Tuesday, October 21, 2008

The Friess Curse Is Over!

In my entire journalistic career, I have only ever covered presidential and vice presidential campaign losers. Dole, Kemp, Gore, Liebeman, Kerry and Edwards. They can all blame me. It was starting to weigh heavily on my mind this year as I've covered Obama, Clinton, Dodd, Biden, Romney, Huckabee, Richardson and, again, Edwards. The one time I was supposed to cover John McCain, he showed up 15 minutes early for a press conference and it only lasted 5 minutes. I showed up on time and totally missed him.

Well, the curse is now officially over. I covered Gov. Sarah Palin speaking in Henderson today. One way or the other, now, I will have been in the presence of the winner. I now officially am not responsible for the outcome of this election. What a relief. Here's the proof:


OK, she's hard to see. But look below at the enormity of the crowd at the Henderson Pavilion that Palin bafflingly referred to being delighted she was visiting the UNLV campus, which she was nowhere near. (Looking forward to seeing if anyone in the local press caught that since nobody nationally would've known the difference.)

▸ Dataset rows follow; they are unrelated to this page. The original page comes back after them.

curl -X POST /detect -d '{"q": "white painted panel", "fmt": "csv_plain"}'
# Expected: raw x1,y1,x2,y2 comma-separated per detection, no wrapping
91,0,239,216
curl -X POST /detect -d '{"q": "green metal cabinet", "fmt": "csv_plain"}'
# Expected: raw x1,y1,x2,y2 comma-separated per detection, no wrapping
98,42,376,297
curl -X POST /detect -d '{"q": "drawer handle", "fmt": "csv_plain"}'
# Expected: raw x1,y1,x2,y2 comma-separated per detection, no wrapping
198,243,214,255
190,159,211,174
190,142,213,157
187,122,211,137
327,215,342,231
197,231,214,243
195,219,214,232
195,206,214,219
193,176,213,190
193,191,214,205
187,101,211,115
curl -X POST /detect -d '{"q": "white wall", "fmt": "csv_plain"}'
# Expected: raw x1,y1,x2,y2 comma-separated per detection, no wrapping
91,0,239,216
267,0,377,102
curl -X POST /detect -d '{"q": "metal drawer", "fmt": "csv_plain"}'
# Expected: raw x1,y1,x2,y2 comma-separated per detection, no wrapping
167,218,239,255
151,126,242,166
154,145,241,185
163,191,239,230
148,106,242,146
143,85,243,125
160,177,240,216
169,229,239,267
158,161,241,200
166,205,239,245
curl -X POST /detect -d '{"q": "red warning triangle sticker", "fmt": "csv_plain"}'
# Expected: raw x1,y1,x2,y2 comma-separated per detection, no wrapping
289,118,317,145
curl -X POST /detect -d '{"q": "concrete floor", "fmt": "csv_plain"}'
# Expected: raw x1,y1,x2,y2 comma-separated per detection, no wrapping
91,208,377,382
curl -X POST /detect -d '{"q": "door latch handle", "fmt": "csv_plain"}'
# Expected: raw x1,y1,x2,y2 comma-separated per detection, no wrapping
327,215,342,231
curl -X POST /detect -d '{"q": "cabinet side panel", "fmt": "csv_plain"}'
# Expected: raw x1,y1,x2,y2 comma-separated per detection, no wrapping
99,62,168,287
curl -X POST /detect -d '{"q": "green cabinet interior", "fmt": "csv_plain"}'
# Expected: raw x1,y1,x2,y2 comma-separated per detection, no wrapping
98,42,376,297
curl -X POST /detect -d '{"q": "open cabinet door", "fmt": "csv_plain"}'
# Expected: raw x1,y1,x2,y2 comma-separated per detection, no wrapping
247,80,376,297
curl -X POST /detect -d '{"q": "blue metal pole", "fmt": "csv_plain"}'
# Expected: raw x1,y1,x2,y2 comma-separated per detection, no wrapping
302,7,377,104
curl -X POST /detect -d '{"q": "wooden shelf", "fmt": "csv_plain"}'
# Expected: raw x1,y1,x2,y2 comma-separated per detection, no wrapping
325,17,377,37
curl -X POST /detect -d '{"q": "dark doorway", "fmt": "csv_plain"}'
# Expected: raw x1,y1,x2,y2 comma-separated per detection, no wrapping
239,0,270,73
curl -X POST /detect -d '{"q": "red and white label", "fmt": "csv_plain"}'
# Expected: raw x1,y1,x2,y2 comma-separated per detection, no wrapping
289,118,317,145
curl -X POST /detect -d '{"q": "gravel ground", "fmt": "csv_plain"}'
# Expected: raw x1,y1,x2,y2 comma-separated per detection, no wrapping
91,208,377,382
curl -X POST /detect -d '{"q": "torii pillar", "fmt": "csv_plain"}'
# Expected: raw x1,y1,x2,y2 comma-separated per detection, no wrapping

In fact, the crowds were so huge that they had to put up huge screens for the overflow crowd that couldn't make it into the Pavilion proper, see?


Oh! Oh! Oh! I almost TOTALLY forgot! Just days after I listened on my iPod to a great NPR report about the history of presidential campaign songs, an art that evidently has gone by the wayside in our modern era, it so happens John McCain has one! They handed out this sheet music at the Palin rally today.


No, really. This is a real thing. It's copyrighted to a fellow named James Mann of Los Angeles. C'mon... Vote! Vote! Vote! Win! Win! Win! What other words could you possibly want in a campaign ditty? But, seriously, is McCain really shy or is that just an effort to make a rhyme? Why not the more age-appropriate "spry"?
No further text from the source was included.